LÍBANO
El reemplazo de tropas coincide con la instalación de los inhibidores
Por Raquel Rodrigo
2 min
España14-07-2007
Pocas semanas después del atentado sufrido en Líbano por soldados españoles, ha partido el último grupo de militares para relevar a sus compañeros de la Brigada Paracaidista (BRIPAC) en la misión de la Fuerza Interina de Naciones Unidas en Líbano (FINUL).
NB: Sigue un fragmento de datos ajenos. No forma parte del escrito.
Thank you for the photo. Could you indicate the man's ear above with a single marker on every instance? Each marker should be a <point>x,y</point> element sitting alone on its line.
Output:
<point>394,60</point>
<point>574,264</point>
Los miembros de la Brigada de Infantería Ligera Aerotransportable (BRILAT), compuesto por 154 militares se ubicarán en la base española Miguel de Cervantes, en Marjayoun, Líbano, a ocho kilómetros de Israel. El contingente operará durante los próximos cuatro meses, en la misma zona de responsabilidad en el sureste de Líbano. En el sector Este se situarán también unidades de Nepal, India, Indonesia, Malasia, Polonia y China. El JEMAD ha querido dejar claro que en los próximos días, se completará la instalación de inhibidores en la totalidad de los vehículos españoles en misiones extranjeras, aunque advierte que no se puede afirmar que de haberlos tenido hace un mes, la muerte de los seis soldados españoles se habría evitado. Después de semanas de miedo y desorientación en la región de Marjayoun, finalmente las autoridades confirman que el nivel de alerta del contingente español ha vuelto al establecido desde que comenzó la misión, en octubre de 2006, después de que el día del atentado llegara a alcanzar el nivel máximo, el negro. Defensa ha querido aclarar que en Líbano los gastos en seguridad son permanentes y continuos, se han invertido 108 millones de euros, y abarcan desde la vigilancia en perímetros de la base española hasta la instalación de inhibidores o GPS en los vehículos y otras medidas de protección. Hasta el momento se han instalado inhibidores en diez vehículos de las Fuerzas Armadas y en otros tres de la Guardia Civil, y el JEMAD asegura que se completará su instalación en el plazo de tiempo más breve posible. Respecto a las investigaciones del atentado, Félix Sanz indicó que las autoridades españolas y libanesas, al igual que los militares de ambos países, trabajan en estrecha colaboración para determinar la autoría de los hechos, aunque aún no puedan decir nada definitivo al respecto.